Hey all! A friend and I have been building projects with open-source LLMs for a while now (originally for other project ideas) and found that quickly iterating with different fine-tuning datasets is super hard. Training a model, setting up some inference code to try out the model and then going back and forth took 90% of our time.
That’s why we built Haven, a service to quickly try out different fine-tuning datasets and base-models. Going from uploading a dataset to chatting with the resulting model now takes less than 5 minutes (using a reasonably sized dataset).

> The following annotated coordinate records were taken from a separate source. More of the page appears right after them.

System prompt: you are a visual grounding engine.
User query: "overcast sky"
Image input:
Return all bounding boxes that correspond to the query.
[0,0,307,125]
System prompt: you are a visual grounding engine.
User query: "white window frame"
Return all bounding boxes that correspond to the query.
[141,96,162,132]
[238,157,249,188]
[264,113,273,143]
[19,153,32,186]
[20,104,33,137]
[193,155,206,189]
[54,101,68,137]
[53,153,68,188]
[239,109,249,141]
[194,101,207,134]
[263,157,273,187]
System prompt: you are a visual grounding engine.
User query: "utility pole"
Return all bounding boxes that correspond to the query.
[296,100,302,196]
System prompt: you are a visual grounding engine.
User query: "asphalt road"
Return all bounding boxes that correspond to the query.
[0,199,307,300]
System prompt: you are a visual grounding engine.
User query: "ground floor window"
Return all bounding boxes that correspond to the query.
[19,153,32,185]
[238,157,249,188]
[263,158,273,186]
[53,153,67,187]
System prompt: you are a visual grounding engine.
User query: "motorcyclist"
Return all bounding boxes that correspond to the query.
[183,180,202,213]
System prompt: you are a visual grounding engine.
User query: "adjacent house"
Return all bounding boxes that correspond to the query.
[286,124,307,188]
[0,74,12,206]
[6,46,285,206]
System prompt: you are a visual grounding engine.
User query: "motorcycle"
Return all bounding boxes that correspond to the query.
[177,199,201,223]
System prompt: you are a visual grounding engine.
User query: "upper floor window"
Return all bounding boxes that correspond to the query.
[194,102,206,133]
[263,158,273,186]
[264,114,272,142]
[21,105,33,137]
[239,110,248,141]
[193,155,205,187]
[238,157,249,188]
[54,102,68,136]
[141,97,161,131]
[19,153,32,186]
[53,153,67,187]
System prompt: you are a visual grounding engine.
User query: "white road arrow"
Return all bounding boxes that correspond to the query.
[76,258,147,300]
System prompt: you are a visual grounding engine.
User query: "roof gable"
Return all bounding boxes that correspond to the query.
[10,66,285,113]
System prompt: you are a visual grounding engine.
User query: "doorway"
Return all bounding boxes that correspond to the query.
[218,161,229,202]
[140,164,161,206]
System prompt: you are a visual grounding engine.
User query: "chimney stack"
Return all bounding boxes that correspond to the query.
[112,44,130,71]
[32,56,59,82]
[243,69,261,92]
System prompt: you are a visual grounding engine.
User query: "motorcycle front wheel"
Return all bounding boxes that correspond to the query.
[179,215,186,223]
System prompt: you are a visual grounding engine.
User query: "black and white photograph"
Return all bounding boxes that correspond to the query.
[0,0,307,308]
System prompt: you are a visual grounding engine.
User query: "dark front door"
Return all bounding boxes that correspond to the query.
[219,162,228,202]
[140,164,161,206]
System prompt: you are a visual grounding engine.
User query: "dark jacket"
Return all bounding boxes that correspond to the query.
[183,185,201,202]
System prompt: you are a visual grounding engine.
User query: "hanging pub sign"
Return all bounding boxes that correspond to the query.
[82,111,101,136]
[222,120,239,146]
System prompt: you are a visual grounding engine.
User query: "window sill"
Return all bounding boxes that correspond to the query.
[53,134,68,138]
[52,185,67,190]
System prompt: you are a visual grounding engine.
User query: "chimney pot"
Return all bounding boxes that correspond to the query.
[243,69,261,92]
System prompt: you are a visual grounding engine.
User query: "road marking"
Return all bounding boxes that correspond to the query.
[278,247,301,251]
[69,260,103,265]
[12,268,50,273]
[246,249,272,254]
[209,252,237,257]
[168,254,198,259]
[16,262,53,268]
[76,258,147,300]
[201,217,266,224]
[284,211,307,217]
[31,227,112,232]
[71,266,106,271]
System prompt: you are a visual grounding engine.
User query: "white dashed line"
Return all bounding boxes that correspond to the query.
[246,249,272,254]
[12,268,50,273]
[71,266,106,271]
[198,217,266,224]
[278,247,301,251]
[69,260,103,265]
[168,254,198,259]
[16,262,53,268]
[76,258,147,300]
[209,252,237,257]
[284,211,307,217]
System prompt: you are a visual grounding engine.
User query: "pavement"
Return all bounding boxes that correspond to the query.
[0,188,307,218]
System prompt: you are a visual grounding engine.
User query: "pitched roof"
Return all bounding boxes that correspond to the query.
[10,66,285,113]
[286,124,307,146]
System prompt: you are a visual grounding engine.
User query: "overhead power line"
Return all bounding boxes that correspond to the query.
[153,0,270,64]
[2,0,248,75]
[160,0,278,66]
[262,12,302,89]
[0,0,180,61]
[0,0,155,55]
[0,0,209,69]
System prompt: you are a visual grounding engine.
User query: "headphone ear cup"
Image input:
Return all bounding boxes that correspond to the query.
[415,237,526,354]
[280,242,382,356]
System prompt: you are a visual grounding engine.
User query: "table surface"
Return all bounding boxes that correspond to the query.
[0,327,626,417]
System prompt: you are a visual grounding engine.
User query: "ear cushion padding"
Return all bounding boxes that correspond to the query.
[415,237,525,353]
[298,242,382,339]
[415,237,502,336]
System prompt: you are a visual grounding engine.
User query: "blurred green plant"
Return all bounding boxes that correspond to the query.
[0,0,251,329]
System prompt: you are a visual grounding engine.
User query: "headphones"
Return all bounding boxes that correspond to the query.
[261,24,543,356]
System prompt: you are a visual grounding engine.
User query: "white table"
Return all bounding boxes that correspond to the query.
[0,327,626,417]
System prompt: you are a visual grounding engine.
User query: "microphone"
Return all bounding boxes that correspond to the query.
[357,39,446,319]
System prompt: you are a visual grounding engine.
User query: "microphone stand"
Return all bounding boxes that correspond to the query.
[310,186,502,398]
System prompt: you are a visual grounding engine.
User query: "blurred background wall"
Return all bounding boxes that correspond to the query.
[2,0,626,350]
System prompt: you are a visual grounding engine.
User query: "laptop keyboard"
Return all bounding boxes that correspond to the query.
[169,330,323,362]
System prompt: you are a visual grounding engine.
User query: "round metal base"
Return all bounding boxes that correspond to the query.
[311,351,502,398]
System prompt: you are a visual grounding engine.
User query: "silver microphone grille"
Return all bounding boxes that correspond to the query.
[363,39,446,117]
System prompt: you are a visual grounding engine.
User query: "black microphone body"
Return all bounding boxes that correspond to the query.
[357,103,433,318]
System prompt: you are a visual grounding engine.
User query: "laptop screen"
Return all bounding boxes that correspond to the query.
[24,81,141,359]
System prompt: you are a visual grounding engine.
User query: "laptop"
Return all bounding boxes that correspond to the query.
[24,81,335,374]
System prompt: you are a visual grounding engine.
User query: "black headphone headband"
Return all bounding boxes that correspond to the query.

We fine-tune the models using low-rank adapters, which not only means that the changes made to the model are very small (only 30mb for a 7b parameter LLM), it also allows us to host many fine-tuned models very efficiently by hot swapping adapters on demand. This helped us reduce cold-start times to below one second and makes it possible for us to host a single trained model for a few dollars per month. [Research has shown](https://arxiv.org/pdf/2305.14314.pdf) that low-rank fine-tuning performance stays almost on-par with full fine-tuning.
We charge between $0.004/1k training tokens, and after signing up, you get $5 in free credits. You can export all the models to Huggingface.
Right now we support Llama-2 and Zephyr (which is itself a fine-tune of Mistral) as base models. We’re gonna add some more soon. We hope you find this useful and we would love your feedback!